Undang-undang ini juga secara tegas telah meletakkan posisi yang sejajar dengan penegak hukum lainnya sehingga posisi Advokat telah mendapat tempat (baik secara politik, karena telah diatur didalam UU, maupun secara hukum, karena advokat telah sejajar dengan penegak hukum lainnya). 

 Namun, yang sering dilupakan oleh kita bersama, bahwa pekerjaan sebagai advokat berbeda dengan pekerjaan lainnya. 

Sebagai bagian dari masyarakat hukum sebagaimana dasar konstitusi, advokat merupakan bagian yang tidak terpisahkan dari masyarakat yang butuh bantuan hukum. 

Posisi ini yang membedakan dengan pekerjaan profesional lainnya. Istilah yang lebih tepat digunakan adalah Officium nobile. 

Yang secara harfia diterjemahkan adalah pekerjaan yang mulia. Dasar yang paling penting adalah “seseorang tidak boleh menerima perkara apabila tidak mempunyai dasar hukum. Dan seseorang tidak boleh menolak perkara dengan alasan tidak ada biaya. 

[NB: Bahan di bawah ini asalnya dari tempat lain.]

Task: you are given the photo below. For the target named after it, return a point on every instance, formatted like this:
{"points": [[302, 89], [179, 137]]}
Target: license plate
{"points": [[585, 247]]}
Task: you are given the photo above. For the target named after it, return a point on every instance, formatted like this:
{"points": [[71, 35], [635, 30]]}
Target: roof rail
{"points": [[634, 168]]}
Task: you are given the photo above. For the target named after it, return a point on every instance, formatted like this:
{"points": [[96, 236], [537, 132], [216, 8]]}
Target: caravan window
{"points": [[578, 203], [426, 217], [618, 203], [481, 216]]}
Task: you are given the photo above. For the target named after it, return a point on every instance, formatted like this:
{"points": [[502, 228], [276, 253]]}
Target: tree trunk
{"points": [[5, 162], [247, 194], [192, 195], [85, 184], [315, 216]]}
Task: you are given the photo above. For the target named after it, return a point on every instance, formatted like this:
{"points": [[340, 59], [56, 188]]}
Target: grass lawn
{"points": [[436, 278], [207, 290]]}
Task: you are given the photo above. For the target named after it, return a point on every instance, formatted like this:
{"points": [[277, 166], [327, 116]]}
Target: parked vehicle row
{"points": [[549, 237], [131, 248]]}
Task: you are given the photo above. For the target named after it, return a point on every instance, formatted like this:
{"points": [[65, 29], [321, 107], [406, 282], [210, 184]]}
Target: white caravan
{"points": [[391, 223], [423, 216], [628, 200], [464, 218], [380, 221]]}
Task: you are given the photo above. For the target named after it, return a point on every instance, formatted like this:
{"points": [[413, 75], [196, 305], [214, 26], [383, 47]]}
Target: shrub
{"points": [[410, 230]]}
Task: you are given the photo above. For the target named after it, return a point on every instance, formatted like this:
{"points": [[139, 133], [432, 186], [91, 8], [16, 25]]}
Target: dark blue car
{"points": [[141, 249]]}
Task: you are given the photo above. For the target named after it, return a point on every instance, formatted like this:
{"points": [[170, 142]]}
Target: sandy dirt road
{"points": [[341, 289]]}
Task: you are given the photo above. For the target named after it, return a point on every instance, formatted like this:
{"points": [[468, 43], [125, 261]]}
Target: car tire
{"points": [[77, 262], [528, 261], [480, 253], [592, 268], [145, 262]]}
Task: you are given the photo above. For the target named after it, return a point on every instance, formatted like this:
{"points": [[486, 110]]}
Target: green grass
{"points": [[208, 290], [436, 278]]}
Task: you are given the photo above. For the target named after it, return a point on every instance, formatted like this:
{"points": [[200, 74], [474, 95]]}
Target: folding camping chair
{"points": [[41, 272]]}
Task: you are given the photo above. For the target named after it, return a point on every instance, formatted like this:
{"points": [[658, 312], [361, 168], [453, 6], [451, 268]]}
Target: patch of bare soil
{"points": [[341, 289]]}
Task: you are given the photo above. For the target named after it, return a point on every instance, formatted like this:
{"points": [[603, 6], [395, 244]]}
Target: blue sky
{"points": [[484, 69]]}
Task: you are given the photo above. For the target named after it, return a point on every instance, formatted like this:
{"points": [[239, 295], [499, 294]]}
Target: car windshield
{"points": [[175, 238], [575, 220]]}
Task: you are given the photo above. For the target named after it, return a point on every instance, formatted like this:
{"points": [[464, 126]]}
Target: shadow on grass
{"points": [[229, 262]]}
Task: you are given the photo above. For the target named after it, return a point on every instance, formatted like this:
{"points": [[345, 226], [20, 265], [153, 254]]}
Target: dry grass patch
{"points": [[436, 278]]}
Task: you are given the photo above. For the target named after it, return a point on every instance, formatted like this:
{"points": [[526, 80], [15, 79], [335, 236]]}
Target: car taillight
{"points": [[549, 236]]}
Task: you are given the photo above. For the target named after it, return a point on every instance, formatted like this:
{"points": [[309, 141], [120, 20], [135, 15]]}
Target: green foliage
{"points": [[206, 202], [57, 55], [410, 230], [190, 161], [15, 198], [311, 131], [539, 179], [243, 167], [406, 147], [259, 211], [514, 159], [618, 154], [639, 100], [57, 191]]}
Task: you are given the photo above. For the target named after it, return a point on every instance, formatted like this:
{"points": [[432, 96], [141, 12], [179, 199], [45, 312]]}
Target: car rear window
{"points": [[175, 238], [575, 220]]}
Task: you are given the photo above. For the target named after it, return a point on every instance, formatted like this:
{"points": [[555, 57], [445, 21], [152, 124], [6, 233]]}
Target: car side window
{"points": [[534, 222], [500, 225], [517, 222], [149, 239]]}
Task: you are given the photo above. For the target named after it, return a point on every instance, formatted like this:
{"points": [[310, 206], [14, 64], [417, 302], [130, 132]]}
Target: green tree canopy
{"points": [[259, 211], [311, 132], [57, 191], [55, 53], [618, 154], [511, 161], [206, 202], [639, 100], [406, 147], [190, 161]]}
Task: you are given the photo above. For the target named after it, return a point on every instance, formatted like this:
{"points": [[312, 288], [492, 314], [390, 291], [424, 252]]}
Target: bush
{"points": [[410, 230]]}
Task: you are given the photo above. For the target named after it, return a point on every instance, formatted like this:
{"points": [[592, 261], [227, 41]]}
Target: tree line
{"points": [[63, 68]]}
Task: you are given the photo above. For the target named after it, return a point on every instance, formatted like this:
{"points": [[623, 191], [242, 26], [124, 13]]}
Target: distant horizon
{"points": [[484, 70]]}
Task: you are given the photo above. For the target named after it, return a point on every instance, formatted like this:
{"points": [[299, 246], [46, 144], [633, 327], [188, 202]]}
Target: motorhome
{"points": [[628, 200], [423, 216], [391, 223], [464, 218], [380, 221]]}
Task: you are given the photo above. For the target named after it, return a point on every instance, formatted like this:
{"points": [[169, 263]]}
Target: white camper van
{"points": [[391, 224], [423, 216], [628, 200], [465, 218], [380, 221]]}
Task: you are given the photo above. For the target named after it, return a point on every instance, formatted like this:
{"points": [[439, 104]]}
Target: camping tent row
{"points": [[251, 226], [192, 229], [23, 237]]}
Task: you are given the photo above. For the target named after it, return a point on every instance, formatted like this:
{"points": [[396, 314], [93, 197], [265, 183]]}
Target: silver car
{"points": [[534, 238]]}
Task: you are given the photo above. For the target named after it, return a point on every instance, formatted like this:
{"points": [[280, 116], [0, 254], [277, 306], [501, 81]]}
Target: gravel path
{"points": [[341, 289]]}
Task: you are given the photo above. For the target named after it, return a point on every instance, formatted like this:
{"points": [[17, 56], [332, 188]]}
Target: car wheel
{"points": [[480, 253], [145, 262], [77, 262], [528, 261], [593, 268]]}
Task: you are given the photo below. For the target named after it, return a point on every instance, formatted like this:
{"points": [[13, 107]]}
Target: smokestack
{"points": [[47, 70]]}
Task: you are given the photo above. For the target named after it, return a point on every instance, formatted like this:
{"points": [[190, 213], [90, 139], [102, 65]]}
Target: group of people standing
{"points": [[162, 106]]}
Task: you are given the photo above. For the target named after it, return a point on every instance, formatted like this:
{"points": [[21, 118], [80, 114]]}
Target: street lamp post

Di zaman Romawi sendiri, istilah ini sebenarnya lebih dikenal dengan nama prodeo atau pro bono. 

Di kalangan advokat lebih tepat digunakan istilah prodeo atau bantuan hukum cuma-cuma. 

Konsep cuma-cuma lebih tepat digunakan sebagai terjemahan pengakuan negara terhadap masyarakat untuk mendapatkan akses terhadap keadilan dalam setiap proses hukum di Indonesia. 

Begitu banyaknya pembahasan tentang bantuan hukum cuma-cuma, maka pasal 22 ayat (1) UU No. 18 Tahun 2003 telah meletakkan secara tegas dan menjadi pondasi dasar didalam melihat dan menempatkan advokat sebagai pilar keadilan di tengah masyarakat yang butuh bantuan hukum. 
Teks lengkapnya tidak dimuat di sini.